Seine Verteidigungsrede ging unter in Pfiffen und Buh-Rufen
des Publikums. Der HERALD berichtete am nächsten Tag:
"Die Zuschauer im gefüllten New Lecture Theatre
waren der Ansicht, die Vorführung von Partei-Offiziellen,
die nicht bloß Geschäfte betreiben, sondern ihre
Angestellten auch unbarmherzig ausbeuten, sei eine
akkurate Darstellung durch Autor Cont Mhlanga."
Der neunundzwanzigjährige Mhlanga, Autor mehrerer
Theaterstücke (1986 Preisträger des Nationalen Theater-Festivals)
und einer Novelle, die im Schulunterricht verwendet wird,
erklärte öffentlich:
"Wir sind enttäuscht von der Maßnahme des
Ministeriums und der ganzen Art, wie diese Angelegenheit
behandelt wurde. Solch eine Entscheidung ist eine
Verspottung der neuen politischen Ordnung, und wir
wundern uns, daß dies in einem vorgeblich unabhängigen
Land passieren konnte, wo man ein gewisses Maß von Rede-
und Ausdrucksfreiheit erwarten sollte. Wir fühlen uns
tatsächlich unterdrückt." (u.a. in AFRICA NOW,
Juni 1987)
AFRICA NOW, ein unabhängiges überregionales
afrikanisches Magazin, zitiert aus offiziellen Zirkeln
der zimbabweschen Hauptstadt weitergehende Gründe für
die offizielle Ablehnung:
"Einige haben das Stück sogar als gegen die
regierende Partei ZANU PF gerichtet beschrieben und eine
'britische Destabilisierungskampagne' unterstellt. Diese
Anschuldigung wird teils mit der Tatsache begründet, daß
ein weißer Schauspieler, Christopher Hurst, die Rolle
eines ehemaligen rhodesischen Soldaten spielt, teils
damit, daß die Produktion unter anderem auch vom British
Council unterstützt wurde."
Daß die Briten ihre Chance für eine kleine Rache nach
der Lancierung eines antibritischen Schauspiels während
der Gipfelkonferenz der Blockfreienbewegung in Harare ein
Jahr zuvor wahrnahmen, mag sogar stimmen. Die
Schwierigkeiten bei der Entwicklung von sozialkritischem
Theater in Zimbabwe sind aber wohl eher auf den Mangel
praktischer Erfahrungen schwarzer Produzenten u n d
Konsumenten unter der generationenlangen Herrschaft eines
weißen, städtischen Kulturbetriebes zurückzuführen.

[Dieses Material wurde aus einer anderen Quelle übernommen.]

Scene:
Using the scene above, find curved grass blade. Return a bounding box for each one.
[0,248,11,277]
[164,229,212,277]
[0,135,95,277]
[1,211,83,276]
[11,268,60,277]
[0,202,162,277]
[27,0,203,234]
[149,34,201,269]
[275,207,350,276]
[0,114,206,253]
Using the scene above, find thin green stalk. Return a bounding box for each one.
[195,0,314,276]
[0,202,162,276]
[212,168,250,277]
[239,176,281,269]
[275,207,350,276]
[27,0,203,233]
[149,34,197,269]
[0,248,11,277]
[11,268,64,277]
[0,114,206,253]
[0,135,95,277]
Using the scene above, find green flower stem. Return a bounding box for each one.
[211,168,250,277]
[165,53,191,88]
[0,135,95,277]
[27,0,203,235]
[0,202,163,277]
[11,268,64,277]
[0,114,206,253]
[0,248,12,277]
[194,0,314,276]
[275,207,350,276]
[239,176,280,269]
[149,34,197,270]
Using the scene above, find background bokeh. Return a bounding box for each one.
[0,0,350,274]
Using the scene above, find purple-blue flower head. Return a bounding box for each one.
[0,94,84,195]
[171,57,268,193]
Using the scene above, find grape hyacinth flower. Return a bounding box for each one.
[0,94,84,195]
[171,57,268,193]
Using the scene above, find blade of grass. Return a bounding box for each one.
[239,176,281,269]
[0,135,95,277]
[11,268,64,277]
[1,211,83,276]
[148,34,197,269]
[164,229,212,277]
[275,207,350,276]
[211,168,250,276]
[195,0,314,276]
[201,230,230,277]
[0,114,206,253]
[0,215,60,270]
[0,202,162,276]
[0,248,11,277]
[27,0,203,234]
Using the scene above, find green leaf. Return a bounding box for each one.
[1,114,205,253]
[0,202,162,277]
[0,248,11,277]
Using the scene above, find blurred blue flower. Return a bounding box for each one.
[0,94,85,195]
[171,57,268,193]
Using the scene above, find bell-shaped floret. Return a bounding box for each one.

Der kritische Umgang miteinander ist für beide Seiten
ungübt, für die aufmüpfigen jungen Kulturschaffenden
und die Statthalter schwarzer Macht.
Minister Karimanzira suchte seine Vorbehalte gegenüber
"WORKSHOP NEGATIVE" auch mit Zweifeln an der
professionellen Arbeitsmethode des Autors zu begründen:
"Der Stückeschreiber sagt, sein Schauspiel basiere
auf Unterhaltungen in Bars. Wie kann man eine
aufrichtige, ausbalancierte Einschätzung der politischen
Situation Zimbabwes auf der Grundlage von Bargesprächen
vornehmen?"
Cont Mhlanga antwortete in einem Presse-Interview:
"Es sind diese Plätze, es sind die Straßen, wo ich
groß geworden bin. Es ist dort, wo alles passiert, wo
das tägliche Leben der Unterprivelegierten studiert
werden kann, ihre Empfindungen, ihre Qualen."